I use this script for finetuning different pretrained models in PyTorch on a custom dataset. My custom dataset has 200 categories, average 60 images per category, so totally 12000 images. And I split this dataset into 6000 training images and 6000 test images.
 finetuing only the last classifier layer without data augmentation
 finetuing with all the layers without data augmentation
Because this dataset has imbalance in class, e.g. some classes have 45 images each, and some classes have 30 images each. So I use data augmentation to augment the training set up to 256 images per category. The test set is not change. Specifically, I use these strategies for data augmentation:
- random flip
- random crop
- random blur
- random sharpen
- random contrast enhancement
- random affine transformation
 finetuning with all layers and data augmentation
| | top-1 | top-5 |
|  | 77.5 | 93.6 |
|  | 91.3 | 98.1 |
|  | 87.8 | 96.8 |
From the above table, you can see:
- finetuing with all layers can get higher top-1 accuracy than finetuing with only the classifier (91.3 vs 77.5). This is desired.
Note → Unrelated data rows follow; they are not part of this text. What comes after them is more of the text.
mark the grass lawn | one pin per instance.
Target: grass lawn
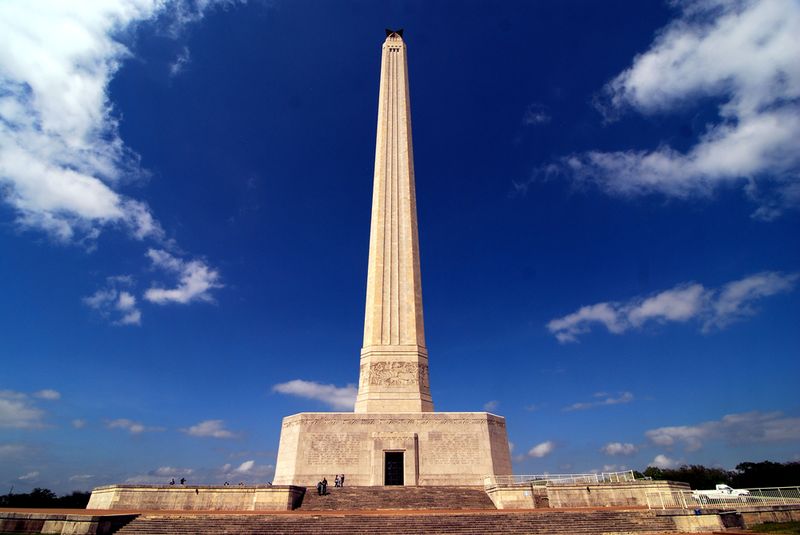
(791, 528)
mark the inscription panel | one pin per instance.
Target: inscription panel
(454, 448)
(395, 374)
(339, 448)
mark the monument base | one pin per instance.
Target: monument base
(195, 498)
(424, 449)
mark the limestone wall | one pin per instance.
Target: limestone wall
(631, 493)
(168, 497)
(56, 523)
(608, 494)
(443, 448)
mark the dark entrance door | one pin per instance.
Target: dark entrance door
(393, 469)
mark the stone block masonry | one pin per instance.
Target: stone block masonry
(442, 448)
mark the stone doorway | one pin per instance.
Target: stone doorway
(393, 468)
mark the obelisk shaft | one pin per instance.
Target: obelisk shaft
(394, 360)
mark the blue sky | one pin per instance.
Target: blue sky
(608, 203)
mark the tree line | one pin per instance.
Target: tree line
(45, 498)
(745, 475)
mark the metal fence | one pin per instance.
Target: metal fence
(555, 479)
(694, 500)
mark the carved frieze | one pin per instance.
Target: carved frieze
(395, 374)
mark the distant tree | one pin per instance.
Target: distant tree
(696, 475)
(76, 500)
(654, 472)
(40, 497)
(766, 474)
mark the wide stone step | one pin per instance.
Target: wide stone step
(372, 498)
(473, 523)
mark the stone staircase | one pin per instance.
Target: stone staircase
(376, 498)
(407, 523)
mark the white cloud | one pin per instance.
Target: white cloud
(245, 467)
(8, 451)
(343, 398)
(603, 399)
(132, 427)
(48, 394)
(619, 448)
(248, 471)
(111, 302)
(662, 461)
(736, 298)
(196, 280)
(712, 308)
(209, 428)
(542, 450)
(60, 153)
(164, 471)
(535, 114)
(17, 412)
(61, 156)
(78, 423)
(742, 52)
(747, 427)
(180, 62)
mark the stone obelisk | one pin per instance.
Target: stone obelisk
(394, 360)
(393, 437)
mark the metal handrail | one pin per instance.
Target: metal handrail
(556, 479)
(677, 499)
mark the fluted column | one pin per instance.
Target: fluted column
(394, 360)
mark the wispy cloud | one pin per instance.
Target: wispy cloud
(712, 308)
(164, 471)
(132, 427)
(183, 58)
(48, 393)
(343, 398)
(18, 412)
(542, 450)
(78, 423)
(114, 303)
(195, 280)
(740, 428)
(8, 451)
(209, 428)
(601, 399)
(61, 156)
(535, 114)
(743, 53)
(60, 153)
(662, 461)
(248, 471)
(619, 448)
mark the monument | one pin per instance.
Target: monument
(393, 437)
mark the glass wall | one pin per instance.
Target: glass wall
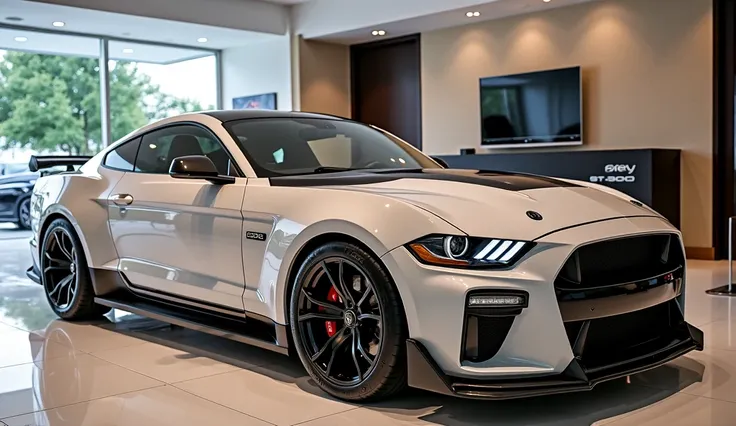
(148, 83)
(50, 97)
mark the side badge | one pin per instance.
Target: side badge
(534, 215)
(255, 236)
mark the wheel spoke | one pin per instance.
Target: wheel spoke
(61, 262)
(338, 288)
(327, 344)
(355, 358)
(60, 285)
(322, 304)
(322, 316)
(343, 286)
(62, 247)
(334, 352)
(369, 316)
(361, 349)
(368, 291)
(69, 290)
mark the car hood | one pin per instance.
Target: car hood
(492, 204)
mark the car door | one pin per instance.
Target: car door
(180, 237)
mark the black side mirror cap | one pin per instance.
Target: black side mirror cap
(441, 162)
(197, 167)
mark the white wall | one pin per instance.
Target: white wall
(258, 68)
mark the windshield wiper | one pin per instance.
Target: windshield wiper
(330, 169)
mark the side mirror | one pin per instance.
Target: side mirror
(441, 162)
(197, 167)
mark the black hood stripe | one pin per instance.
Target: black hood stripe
(506, 181)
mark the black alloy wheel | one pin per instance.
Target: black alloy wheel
(24, 214)
(64, 274)
(348, 325)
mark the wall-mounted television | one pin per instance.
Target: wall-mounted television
(530, 110)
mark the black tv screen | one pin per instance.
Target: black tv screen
(534, 109)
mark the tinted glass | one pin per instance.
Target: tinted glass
(123, 157)
(161, 147)
(289, 146)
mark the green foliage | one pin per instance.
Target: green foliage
(50, 103)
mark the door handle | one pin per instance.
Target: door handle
(122, 199)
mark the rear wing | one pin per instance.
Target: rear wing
(40, 162)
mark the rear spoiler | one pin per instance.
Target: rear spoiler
(40, 162)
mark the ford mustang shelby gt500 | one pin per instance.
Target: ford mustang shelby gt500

- However, finetuing without data augmentation can still get higher top-1 accuray than with data augmentation (91.3 vs 87.8). This is for resnet18. I also tried resnet34, and get similar result. Originally, I think use data augmentation can get higher accuracy, but it didn’t.
So my question:
- Why data augmentation leads to decreased accuracy when finetuning?
- What data augmentation used in PyTorch ImageNet training? From the training code, I just see only random crop and random flip are used.